Перекосившаяся от горя мать-старушка его, узнав о бесславной кончине своего единственного и горячо обожаемого сыночка-балагура, в ту же ночь измазала густым дёгтем ворота соседской вдовушки-солдатки, к которой Валентина частенько заглядывал на пистон-другой во время своего столь фатального отпуска. В отместку вдова пергидролем потравила старухе всех кур и индоуток; Птицына-старшая в долгу не осталась и подожгла подлой солдатке овин; в ответ вдова при всех помочилась пакостной старушенции в колодец; после чего мать усопшего Валентины, подкараулив вдовушку на площади возле клуба, влепила ей в живот из именного, оставшегося ещё с русско-японской шотгана добрые пару килограмм свинцовой картечи, причём, если б не промазала ввиду неучтённой поправки на ураганный ветер, то точно бы уложила её на месте. К счастью для обоих женщин, вдова-солдатка осталась практически полностью (если не считать отстреленной выше колена левой ноги) невредимой, она смекнула, насколько опасными стали их взаимоотношения с бесноватой Птицыной, пошла на попятный, и вежливо, почти не употребляя ненормативной лексики, в присутствии почти всего населения их заимки, сбежавшегося на звуки выстрелов, принесла старухе публичные извинения.

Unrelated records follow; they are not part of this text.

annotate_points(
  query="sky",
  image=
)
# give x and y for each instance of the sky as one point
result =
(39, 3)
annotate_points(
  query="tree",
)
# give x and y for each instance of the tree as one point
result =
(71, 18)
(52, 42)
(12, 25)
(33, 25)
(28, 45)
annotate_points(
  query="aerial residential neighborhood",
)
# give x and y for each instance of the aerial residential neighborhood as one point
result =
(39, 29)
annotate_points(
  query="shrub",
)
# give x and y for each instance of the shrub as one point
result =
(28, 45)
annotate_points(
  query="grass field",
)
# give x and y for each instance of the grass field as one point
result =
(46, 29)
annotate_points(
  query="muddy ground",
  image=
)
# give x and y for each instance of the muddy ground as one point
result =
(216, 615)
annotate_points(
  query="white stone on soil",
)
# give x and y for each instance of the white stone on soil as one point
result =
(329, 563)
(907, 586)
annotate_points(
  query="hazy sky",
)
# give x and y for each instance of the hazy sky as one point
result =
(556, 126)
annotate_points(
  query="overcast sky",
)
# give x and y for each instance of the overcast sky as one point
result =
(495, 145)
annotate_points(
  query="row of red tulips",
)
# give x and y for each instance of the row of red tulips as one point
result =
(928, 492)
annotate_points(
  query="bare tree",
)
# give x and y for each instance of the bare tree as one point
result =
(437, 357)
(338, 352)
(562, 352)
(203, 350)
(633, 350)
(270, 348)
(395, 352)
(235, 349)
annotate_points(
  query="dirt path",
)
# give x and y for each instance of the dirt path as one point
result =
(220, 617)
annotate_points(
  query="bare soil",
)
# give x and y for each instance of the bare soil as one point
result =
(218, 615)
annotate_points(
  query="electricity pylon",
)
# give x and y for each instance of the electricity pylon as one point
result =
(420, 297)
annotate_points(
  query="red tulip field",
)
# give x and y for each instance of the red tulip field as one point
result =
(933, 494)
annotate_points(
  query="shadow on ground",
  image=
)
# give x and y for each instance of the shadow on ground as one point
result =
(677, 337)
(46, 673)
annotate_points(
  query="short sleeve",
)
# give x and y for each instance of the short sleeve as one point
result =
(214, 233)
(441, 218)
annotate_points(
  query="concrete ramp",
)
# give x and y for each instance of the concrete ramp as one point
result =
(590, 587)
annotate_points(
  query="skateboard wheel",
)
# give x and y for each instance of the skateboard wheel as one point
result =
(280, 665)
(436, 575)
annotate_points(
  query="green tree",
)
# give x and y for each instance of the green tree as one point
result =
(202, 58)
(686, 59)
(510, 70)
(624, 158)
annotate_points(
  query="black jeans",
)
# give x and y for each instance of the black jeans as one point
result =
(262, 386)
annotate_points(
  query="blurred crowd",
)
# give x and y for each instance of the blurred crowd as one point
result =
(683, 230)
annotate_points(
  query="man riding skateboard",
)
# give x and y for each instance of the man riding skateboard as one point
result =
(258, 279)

К сожалению, старуха извинений не приняла, а, возможно, и попросту не услышала по причине некоторой тугоухости, вследствие чего и раскроила суке-солдатке череп кипарисовым прикладом всё того же пресловутого дробовика.
И кто знает, - а не было ли это наилучшим выходом для всех : для вдовы-солдатки, для кровожадной Птицыной, для её сына-сифилитика, для рецидивиста Малевича с его ненаглядным партнёром Штокманом, для юного алкоголика Ольги, для отчима его (психиатра), для Сидоры Натальевны, для её многочисленных ёбарей и любовников, для безутешного повара Марии Светлановича, ну и, конечно же, для самого Клавы, скончавшегося в день своего тридцатилетия, и так и не дотянувшего всего лишь 1095 дней до возраста Господа нашего - Иисуса Христа Спасителя из Назарета.